Professor Holten-Andersen holds the B.Sc. in Biology from the University of Copenhagen, the B.Sc.Hon. in Molecular Biology from the University of Canterbury, the M.Sc. in Cell Biology from the University of Copenhagen, and the Ph.D. in Biomolecular Science & Engineering from the University of California-Santa Barbara. He writes, “Thanks to hundreds of millions of years of molecular evolution, Nature today presents us with polymers that under ambient pressure and temperature can self-assemble into materials with extraordinary properties such as underwater adhesion and self-healing.
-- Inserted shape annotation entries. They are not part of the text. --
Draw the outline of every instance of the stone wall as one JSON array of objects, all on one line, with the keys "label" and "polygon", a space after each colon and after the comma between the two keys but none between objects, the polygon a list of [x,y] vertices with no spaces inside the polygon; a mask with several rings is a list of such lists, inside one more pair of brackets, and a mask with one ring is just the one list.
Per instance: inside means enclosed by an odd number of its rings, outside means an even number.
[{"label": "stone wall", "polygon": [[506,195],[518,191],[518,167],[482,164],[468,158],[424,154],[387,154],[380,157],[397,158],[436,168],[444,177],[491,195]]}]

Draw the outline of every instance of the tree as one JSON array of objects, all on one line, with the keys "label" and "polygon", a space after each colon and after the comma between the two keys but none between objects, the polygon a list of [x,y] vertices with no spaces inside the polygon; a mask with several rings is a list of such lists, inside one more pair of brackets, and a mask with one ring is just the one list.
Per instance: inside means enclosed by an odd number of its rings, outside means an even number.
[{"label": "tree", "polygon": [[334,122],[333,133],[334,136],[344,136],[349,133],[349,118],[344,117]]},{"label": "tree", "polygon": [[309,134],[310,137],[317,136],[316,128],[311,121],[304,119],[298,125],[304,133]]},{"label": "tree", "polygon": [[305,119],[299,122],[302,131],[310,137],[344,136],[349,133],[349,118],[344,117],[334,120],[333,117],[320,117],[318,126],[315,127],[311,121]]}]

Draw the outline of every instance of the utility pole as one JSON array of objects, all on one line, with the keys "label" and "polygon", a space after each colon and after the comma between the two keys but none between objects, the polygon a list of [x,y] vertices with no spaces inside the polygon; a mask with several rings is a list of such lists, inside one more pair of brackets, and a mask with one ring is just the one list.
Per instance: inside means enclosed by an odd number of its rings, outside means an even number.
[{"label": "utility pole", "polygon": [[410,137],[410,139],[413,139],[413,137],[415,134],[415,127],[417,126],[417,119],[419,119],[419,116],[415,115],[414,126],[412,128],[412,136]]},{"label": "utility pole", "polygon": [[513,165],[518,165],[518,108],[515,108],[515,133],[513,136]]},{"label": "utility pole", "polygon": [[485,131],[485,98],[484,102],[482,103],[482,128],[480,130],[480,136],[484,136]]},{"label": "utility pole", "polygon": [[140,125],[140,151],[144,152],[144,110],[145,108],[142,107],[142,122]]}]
In contrast, man-made polymer materials are typically water intolerant, mechanically irreversible and environmentally unfriendly. My long term research goal is to distill the design strategies evolved through biological material adaptation in Nature and use them to expand the material properties of synthetic polymers. In the short term my lab will focus on utilizing a recently discovered biological polymer crosslink mechanism to (I) control polymer mechanics, to (II) establish polymer networks in confined geometries, and to (III) assemble polymer materials with bio-inspired hierarchical designs.”